In the story, the ring offers the couple an opportunity to rekindle their love, allowing them the freedom to love the one that they care about the most. The ring is a metaphor for the eternal love one feels even when they feel as though they are at their lowest point. An object that you instill these feelings into gives you strength and hope whenever you look at it. 

In the essay, "Wearing your values on your sleeve" by Daniel Yim, from the book Thinking with Style, he states that, "One of the primary ways we navigate our relationships with other persons, competing values, and even with ourselves is by means of social practices involving the adornment of our bodies," (p. 105). Meaning, we express our relationships through the accessories that we wear. The ring from the twelve huntsmen is a great example of this. Giving a engagement ring to your loved one/future spouse is a long standing tradition that holds moral values of commitment and fidelity to the receiver. And how you show of the accessory also affects what the ring is meant to symbolize.

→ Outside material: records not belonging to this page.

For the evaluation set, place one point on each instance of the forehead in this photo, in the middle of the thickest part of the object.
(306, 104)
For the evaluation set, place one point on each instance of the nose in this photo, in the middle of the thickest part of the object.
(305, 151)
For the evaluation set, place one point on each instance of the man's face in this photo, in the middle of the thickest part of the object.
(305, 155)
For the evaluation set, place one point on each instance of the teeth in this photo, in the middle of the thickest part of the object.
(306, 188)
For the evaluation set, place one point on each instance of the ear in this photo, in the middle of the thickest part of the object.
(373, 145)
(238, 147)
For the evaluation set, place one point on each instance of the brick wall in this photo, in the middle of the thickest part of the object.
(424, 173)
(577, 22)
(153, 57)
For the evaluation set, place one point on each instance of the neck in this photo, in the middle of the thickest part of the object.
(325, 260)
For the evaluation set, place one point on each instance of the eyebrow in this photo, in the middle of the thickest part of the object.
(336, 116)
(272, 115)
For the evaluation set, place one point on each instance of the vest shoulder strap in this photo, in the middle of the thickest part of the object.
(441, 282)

At the same time, showing of these morals and emotions through an adornment can be sometimes detrimental. In the consumerist society that we live in today, the process of buying a ring has become very arduous. The appearance and glamour of a ring has almost become synonymous with the health of the relationship, especially for the more affluent couples. It is often said that a male has to spend three to four months’ salary on a ring. This was more realistic when inflation and class distinction was lower; however, even today, wedding rings can be thousands of dollars. For a less affluent couple, this can strain monetary resources and sometimes have negative repercussions. So, it’s a fine balancing act between showing your love for someone through an expensive accessory, finding an object that means a lot to both partners, and being practical.

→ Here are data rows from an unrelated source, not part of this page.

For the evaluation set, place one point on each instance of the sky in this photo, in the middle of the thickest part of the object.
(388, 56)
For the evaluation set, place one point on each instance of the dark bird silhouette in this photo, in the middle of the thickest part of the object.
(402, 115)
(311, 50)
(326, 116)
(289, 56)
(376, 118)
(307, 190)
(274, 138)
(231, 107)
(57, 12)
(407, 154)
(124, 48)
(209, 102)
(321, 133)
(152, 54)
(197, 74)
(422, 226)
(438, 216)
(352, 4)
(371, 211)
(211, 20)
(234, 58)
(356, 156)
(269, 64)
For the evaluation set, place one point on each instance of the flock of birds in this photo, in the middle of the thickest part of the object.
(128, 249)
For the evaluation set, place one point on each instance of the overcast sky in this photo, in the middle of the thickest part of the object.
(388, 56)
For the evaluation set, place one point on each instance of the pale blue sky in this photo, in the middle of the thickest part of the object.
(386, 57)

For a more superficial couple, the ring can represent a false sense of love for each other. The ring can be a symbol for replacing their love for a shiny gem that can be shown off to show prominence and a false front. It is often the topic of dramas on TV; but this does occur in real life, too. Some couples try to warp or shape the image that they portray to others through buying fancy rings to cover flaws that are in their relationship. This is also true for the individuals, trying to convince themselves that are truly in love with the partner they are with. Here the adornment has taken on negative morals that the couple shares whether in socially or in relationships. In this case, the ring is symbolizing an evil or a ghost in the closet that couples don’t want to let out.

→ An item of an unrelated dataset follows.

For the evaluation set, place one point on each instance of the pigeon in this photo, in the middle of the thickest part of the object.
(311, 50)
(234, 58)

The ring doesn't always have to be a wedding ring either. This contrasting view of a different type of adornment can be seen in the Lord of the Rings trilogy, wear Frodo along with the fellowship must cast the ring into Mordor to destroy it and all the evil that it holds. While that sounds simple, the ring shows its power by manipulating his mind and body to save itself. In each book of the trilogy, the ring acts in desperation to save the feelings and morals that have been bestowed upon it. This show of power and dominance is also seen through sports championship rings, where the winning sports of a shiny ring to show their power over the others. In the Lord of the Rings, the ring represents evil and the urge to survive, while in The Twelve Huntsmen, the ring represents the urge to bring an everlasting love together again. This can be translated to the real world. A ring can symbolize many different ideas and emotions depending on the ideals that have been woven into the ring.

Such is the same within our lives with the emotions we place on different treasured objects. However, those ideals can change rapidly based on what the object once represented and what it represents now. There is much more to a ring besides shine and beauty.








Ethical Questions:
1      1)      Is it ethical to spend a large amount of money on a ring if it will possibly or put you into debt?

2      2)      Does it make sense to place such extreme emotions into an inanimate object?



                                                                      Citation:
   Wolfendale, Jessica, and Jeanette Kennett, eds. Fashion: Philosophy for Everyone: Thinking with    Style. Chichester, West Sussex: Wiley-Blackwell, 2011. Print.